In her interview with Arise News, she said there is nothing political about the FG telling a company to pay what it owes to the TSA.
She said, “I don’t see what is political about a company complying with TSA. So, if government says all revenue of government should go into the Treasury Single Account and a private company refuses to comply, and government says you must comply, what’s political about that?
“In fact, who’s being political here? it is Intels, which has always had political advantage and always difficult to get them to comply with government’s directives. So, can we look at it that way, because I am curious as to what’s political about the fact that your contract ended and the NPA is reclaiming back its service.
“How is it political that your contract ended on August 9 and government said now that your contract has ended, we will continue that service you rendered and pay that your sister company for any revenue that arises and you say ‘No, I must be the service provider’. So, what’s political about that?
She said the political angle to the dispute was caused by Intels’ thinking that it is above regulatory scrutiny, because of its political influence.

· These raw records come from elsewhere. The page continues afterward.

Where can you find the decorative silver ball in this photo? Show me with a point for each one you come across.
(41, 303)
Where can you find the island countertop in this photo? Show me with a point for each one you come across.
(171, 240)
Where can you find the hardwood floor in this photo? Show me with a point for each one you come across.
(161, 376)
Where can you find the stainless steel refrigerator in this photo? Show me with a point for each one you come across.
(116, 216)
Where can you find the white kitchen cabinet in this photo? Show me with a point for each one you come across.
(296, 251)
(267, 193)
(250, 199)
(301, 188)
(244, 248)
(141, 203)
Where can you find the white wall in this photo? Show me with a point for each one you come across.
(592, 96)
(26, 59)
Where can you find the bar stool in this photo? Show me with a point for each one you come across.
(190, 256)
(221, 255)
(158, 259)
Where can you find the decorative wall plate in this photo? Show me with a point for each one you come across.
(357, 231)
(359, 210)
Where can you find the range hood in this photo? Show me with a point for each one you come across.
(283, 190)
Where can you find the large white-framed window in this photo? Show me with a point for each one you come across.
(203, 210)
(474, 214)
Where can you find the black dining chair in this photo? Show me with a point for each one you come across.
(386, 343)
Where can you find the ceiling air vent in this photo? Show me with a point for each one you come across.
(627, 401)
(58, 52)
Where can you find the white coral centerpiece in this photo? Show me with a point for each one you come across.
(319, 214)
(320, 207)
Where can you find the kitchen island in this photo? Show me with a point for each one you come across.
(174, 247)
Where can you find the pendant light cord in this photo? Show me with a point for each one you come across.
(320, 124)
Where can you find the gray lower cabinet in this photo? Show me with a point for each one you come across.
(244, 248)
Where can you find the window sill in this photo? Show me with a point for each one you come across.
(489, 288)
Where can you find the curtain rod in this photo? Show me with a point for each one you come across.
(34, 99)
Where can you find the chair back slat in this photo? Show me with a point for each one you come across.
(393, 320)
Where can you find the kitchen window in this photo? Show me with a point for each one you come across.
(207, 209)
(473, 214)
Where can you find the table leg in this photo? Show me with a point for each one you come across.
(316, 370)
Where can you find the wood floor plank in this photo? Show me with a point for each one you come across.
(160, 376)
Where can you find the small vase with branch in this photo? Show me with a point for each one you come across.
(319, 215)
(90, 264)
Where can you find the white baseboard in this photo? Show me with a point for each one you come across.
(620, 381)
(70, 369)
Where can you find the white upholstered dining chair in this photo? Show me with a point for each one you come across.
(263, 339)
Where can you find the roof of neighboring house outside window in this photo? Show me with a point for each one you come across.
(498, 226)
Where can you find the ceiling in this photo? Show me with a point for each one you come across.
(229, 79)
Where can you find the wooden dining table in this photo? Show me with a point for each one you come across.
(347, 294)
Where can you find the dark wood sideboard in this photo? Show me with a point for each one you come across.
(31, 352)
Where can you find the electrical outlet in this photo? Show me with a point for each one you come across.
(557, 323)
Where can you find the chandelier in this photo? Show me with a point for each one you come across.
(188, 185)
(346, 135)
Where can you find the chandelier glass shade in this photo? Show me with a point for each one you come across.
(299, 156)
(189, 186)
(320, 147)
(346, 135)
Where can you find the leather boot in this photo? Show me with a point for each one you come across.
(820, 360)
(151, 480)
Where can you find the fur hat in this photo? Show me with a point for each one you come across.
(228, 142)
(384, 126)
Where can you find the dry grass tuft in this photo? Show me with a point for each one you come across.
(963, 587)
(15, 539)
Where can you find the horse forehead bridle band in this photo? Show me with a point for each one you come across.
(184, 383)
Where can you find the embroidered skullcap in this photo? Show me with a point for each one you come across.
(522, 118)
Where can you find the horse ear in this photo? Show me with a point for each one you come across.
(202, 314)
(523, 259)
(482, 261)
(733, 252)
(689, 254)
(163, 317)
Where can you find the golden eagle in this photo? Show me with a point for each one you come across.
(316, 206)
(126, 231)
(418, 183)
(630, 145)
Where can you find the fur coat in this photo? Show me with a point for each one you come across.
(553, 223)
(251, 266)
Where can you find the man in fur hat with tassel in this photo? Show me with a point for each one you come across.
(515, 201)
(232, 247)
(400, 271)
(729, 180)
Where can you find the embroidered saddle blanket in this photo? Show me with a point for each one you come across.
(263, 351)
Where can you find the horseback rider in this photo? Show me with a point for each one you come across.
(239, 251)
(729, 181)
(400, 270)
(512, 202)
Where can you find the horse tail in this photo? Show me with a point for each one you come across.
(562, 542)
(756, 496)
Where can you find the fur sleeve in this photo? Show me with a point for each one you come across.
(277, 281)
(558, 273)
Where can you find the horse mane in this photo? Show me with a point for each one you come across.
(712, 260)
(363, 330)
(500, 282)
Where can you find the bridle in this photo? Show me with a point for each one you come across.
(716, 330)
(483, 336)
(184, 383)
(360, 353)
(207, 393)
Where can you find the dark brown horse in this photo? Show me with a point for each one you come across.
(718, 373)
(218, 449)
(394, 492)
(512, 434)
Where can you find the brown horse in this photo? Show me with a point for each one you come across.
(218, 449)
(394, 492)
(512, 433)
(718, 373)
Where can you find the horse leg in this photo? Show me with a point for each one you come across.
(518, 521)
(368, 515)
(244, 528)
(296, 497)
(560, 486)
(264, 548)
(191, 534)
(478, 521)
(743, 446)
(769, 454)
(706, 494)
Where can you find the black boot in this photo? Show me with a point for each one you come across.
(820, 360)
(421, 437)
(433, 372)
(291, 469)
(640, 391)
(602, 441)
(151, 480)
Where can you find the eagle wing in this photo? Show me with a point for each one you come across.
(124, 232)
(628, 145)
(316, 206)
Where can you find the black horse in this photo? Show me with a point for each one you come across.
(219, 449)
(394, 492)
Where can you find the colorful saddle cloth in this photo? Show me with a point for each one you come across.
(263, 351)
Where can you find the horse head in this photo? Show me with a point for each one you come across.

“For me, what’s even political is the fact that a company thinks it is above the law, because it has been using its own political influence to operate outside of the legal framework. So, we should be asking Intels why it’s been political with its operations,” she said.
She added that the Service Boats relationship was another added layer to the conflict between the FG and Intels, citing that Intels sued the FG to remain as 3rd party service provider for Service Boats.
“On Intels, we have layers of relations. The noncompliance to TSA after a lot of pushback, and now their contract relationship with us on Service Boats has expired.
“They have gone to court to request for them to remain as the 3rd party provider, which is ridiculous. You can’t force government to allow you provide a service.
“Of course, we have another project to do with them regarding an amortization project. Revenues made from Service Boats is meant to pay for the amortization. But, the point is that Intels need not be the service provider for that service, to enable government repay them for that amortization.
“But of course, they have gone to court, and we are challenging it to ensure the FG gets value for their money,” she added.
What you should know
- Nairametrics reported in 2018 that Ms. Hadiza Bala-Usman revealed how the revenue from the pilotage agreement between the Federal Government, Ports Authority, and Integrated Logistics Services was shared.
- According to Bala-Usman, the agreement allowed Intels to take 28 percent of the generated revenue for its services, while noting that the agreement was silent on the sharing formula for the 72 percent balance between Intels and NPA. This loophole made Intels remit arbitrary payments to the government through NPA at its discretion.
- Intels, in October 2017 had been drawn into a battle with the NPA over the termination of the pilotage agreement with the firm, based on advice by Abubakar Malami, the Attorney General of the Federation (AGF).
- The company had threatened legal action, but later backed down and made assurances that it would comply with the Treasury Single Account (TSA) rules. This led to the issuance of ultimatum to Intels to pay $48million into the TSA.
- The NPA boss said the $48 million is the amount Intels ought to have remitted to the government between November 2016 and December 2017.